Nella prima – molto sottovalutata e che rientra nella mia top five personale di Fibra – si interroga sul futuro, su cosa succede quando la sabbia della clessidra scende completamente e cala il successo.
“Ma dimmi che farai quando cala il successo
Fabri Fibra – Alla Fine Di Tutto Questo (Chi Vuol Essere Fabri Fibra?, 2009)
Alla fine di tutto questo
E quando mi darai quello che mi hai promesso
Alla fine di tutto questo
La gente che era qui si dimentica presto
Alla fine di tutto questo”
Anche nella seconda, molto più mainstream e con uno dei pianoforti più famosi del rap italiano nell’intro, continuano gli interrogativi e l’introspezione più acuta di Fabri Fibra. Ci vorranno anni prima di riascoltare un Fibra così personale.
“Pensi che ho avuto una mano? Ho fatto tutto da solo
Fabri Fibra – Incomprensioni feat. Federico Zampaglione (Chi Vuol Essere Fabri Fibra?, 2009)
Il mio trucco è stato nel trovarmi un ruolo
Ma sono vittima del mio personaggio e me ne accorgo quando
Parlo allo specchio da solo che lo incoraggio
E dico “Vai Fibra, vai Fibra, dillo a tutti
Che prima di cominciare li hai già distrutti”
E la gente ne esce matta quando accade davvero
Quando parti da zero e ci arrivi davvero
Ma succede solo un caso su mille, gente
Se ancora non ce l’ho fatta allora ho perso troppo tempo“
Nel 2009 forse nessuno poteva essere al posto di Fabri Fibra.

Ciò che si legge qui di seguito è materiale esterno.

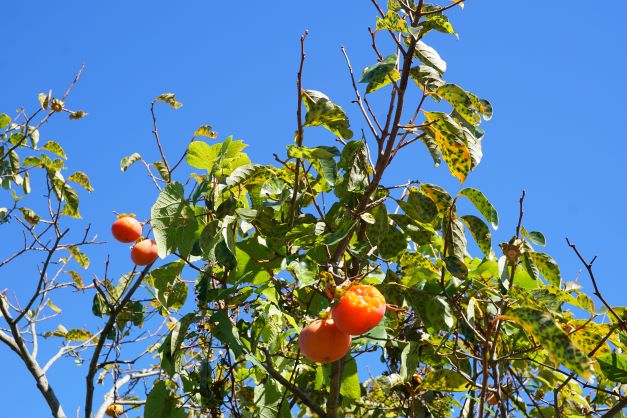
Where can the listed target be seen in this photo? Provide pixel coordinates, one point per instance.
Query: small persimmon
(114, 410)
(126, 229)
(144, 252)
(359, 310)
(322, 342)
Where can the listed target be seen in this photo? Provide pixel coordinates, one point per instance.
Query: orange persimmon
(359, 310)
(322, 342)
(144, 252)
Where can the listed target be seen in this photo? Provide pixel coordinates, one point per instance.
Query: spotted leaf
(482, 204)
(542, 326)
(448, 137)
(480, 232)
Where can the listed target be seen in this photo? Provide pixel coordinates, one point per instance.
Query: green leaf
(350, 388)
(320, 152)
(434, 311)
(161, 403)
(426, 77)
(206, 131)
(77, 335)
(305, 270)
(129, 161)
(547, 266)
(4, 120)
(419, 206)
(79, 114)
(81, 178)
(614, 367)
(170, 99)
(480, 232)
(171, 292)
(457, 239)
(410, 358)
(461, 102)
(542, 326)
(456, 267)
(440, 196)
(267, 397)
(432, 146)
(430, 57)
(321, 111)
(482, 204)
(380, 74)
(392, 22)
(448, 137)
(444, 380)
(225, 332)
(224, 157)
(438, 22)
(79, 256)
(393, 243)
(55, 148)
(30, 216)
(77, 278)
(344, 229)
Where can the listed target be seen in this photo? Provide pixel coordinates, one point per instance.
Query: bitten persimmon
(114, 410)
(359, 310)
(126, 229)
(322, 342)
(144, 252)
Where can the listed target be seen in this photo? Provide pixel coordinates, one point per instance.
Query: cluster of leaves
(268, 253)
(21, 154)
(271, 245)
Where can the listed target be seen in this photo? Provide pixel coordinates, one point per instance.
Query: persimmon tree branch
(93, 364)
(292, 387)
(597, 293)
(299, 123)
(110, 395)
(18, 345)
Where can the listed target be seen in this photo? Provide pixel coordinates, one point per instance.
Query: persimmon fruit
(126, 229)
(359, 310)
(322, 342)
(144, 252)
(114, 410)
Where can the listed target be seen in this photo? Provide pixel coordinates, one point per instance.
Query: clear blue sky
(554, 71)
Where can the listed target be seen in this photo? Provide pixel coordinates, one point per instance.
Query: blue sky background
(554, 72)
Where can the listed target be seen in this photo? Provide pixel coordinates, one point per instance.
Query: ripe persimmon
(492, 399)
(126, 229)
(359, 310)
(322, 342)
(144, 252)
(114, 410)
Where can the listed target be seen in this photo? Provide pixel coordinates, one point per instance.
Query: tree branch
(93, 364)
(17, 342)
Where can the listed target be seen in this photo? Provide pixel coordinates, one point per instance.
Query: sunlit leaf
(129, 161)
(170, 99)
(482, 204)
(321, 111)
(444, 380)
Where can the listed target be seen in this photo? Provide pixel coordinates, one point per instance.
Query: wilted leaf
(129, 161)
(170, 99)
(482, 204)
(542, 326)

Anche se forse lo avrebbero voluto tutti. Perché nonostante tutto lo strato di problemi e trascorsi difficili, Fibra non ne aveva né più né meno del ragazzo di provincia medio, e questo non per sminuire, ma il contrario.

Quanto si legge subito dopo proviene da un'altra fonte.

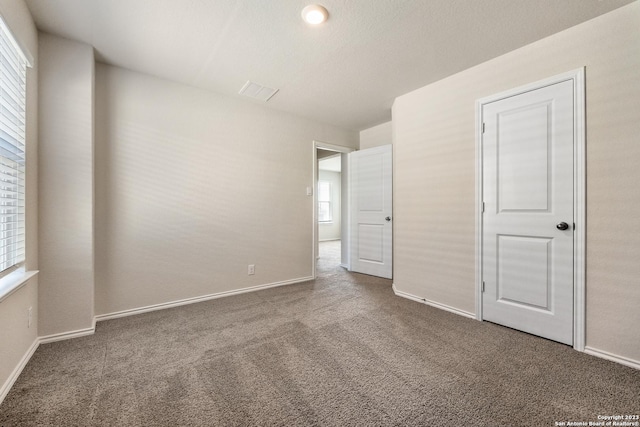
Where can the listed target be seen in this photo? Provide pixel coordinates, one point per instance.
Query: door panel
(527, 150)
(371, 203)
(523, 271)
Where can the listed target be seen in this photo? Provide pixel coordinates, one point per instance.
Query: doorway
(331, 205)
(530, 210)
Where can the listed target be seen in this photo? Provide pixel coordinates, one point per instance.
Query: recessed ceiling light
(314, 14)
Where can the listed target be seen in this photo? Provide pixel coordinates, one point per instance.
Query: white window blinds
(13, 71)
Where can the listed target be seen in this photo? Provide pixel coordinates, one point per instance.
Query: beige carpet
(342, 350)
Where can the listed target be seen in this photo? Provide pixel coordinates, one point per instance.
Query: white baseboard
(162, 306)
(18, 370)
(432, 303)
(68, 335)
(612, 357)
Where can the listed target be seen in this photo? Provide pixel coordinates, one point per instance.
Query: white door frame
(579, 194)
(344, 232)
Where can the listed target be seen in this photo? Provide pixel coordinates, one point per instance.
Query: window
(324, 202)
(13, 73)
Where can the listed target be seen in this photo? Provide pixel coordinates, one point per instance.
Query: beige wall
(435, 166)
(15, 335)
(376, 136)
(66, 185)
(331, 231)
(191, 187)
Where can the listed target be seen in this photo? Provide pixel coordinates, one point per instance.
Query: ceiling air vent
(256, 91)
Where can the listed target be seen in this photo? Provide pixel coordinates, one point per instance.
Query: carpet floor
(340, 350)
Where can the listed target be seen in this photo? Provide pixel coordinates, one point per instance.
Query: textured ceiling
(346, 72)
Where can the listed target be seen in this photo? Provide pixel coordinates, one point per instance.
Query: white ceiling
(346, 72)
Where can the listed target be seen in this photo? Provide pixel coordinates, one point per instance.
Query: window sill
(14, 281)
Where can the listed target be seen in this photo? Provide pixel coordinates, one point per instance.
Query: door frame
(344, 196)
(577, 77)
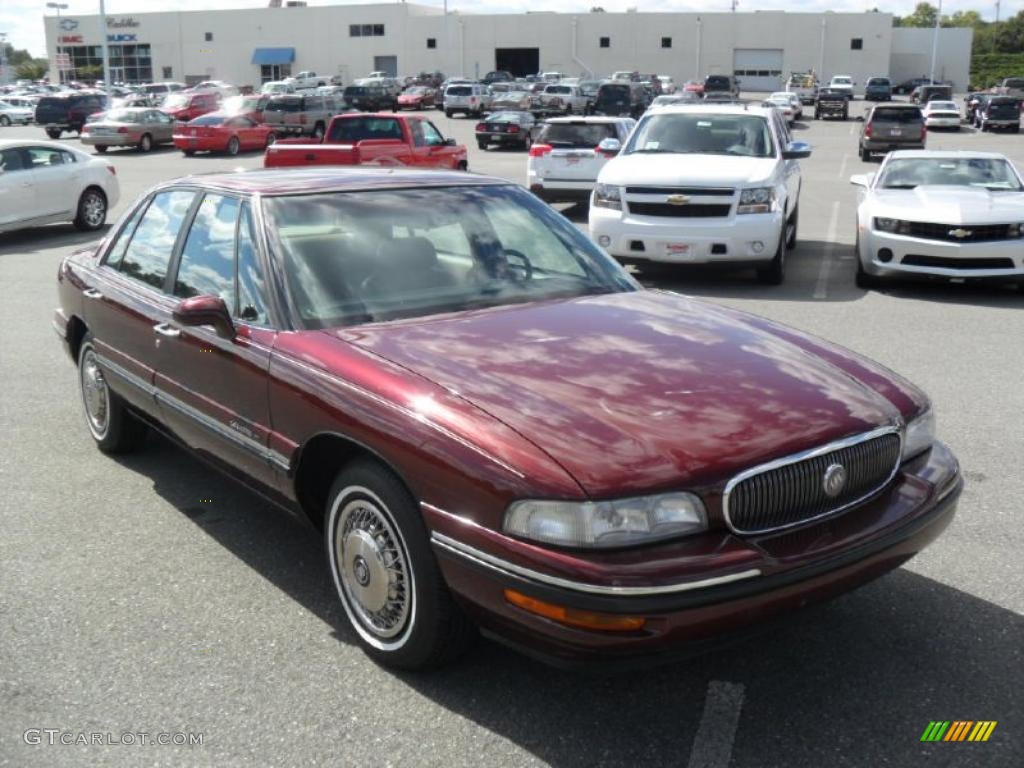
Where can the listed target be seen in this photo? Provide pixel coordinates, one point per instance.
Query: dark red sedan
(492, 423)
(222, 132)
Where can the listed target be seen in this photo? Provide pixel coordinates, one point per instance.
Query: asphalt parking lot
(129, 604)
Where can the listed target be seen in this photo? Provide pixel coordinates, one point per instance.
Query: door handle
(165, 330)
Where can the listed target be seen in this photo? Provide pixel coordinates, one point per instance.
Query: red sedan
(417, 97)
(489, 422)
(219, 132)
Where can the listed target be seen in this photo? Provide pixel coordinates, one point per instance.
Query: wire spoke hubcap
(374, 571)
(95, 394)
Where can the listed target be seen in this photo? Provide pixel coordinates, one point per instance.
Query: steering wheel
(518, 272)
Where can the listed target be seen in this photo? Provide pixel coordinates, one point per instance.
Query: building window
(366, 30)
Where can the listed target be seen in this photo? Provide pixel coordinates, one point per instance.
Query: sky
(22, 19)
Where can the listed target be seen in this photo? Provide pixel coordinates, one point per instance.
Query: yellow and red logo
(958, 730)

Ma chi non avrebbe voluto essere Fabri Fibra? Il ragazzo di provincia che “parte da zero e ci arriva davvero”. L’ho sempre considerato un esempio da seguire, anche se l’ho sempre apprezzato da lontano, non da fan vero e proprio, e probabilmente sono sempre stato affascinato più dal lato umano e solo dopo, come conseguenza, da quello artistico.
Perché Fabri Fibra ha più storie da raccontare e ognuna di esse è facile che sia simile alla vostra. Per questo vi consiglio di recuperare anche i suoi progetti meno considerati e spero, nel mio piccolo, di avervi incuriosito su questa piccola reminiscenza della mia giovinezza che è “Chi Vuole Essere Fabri Fibra?”.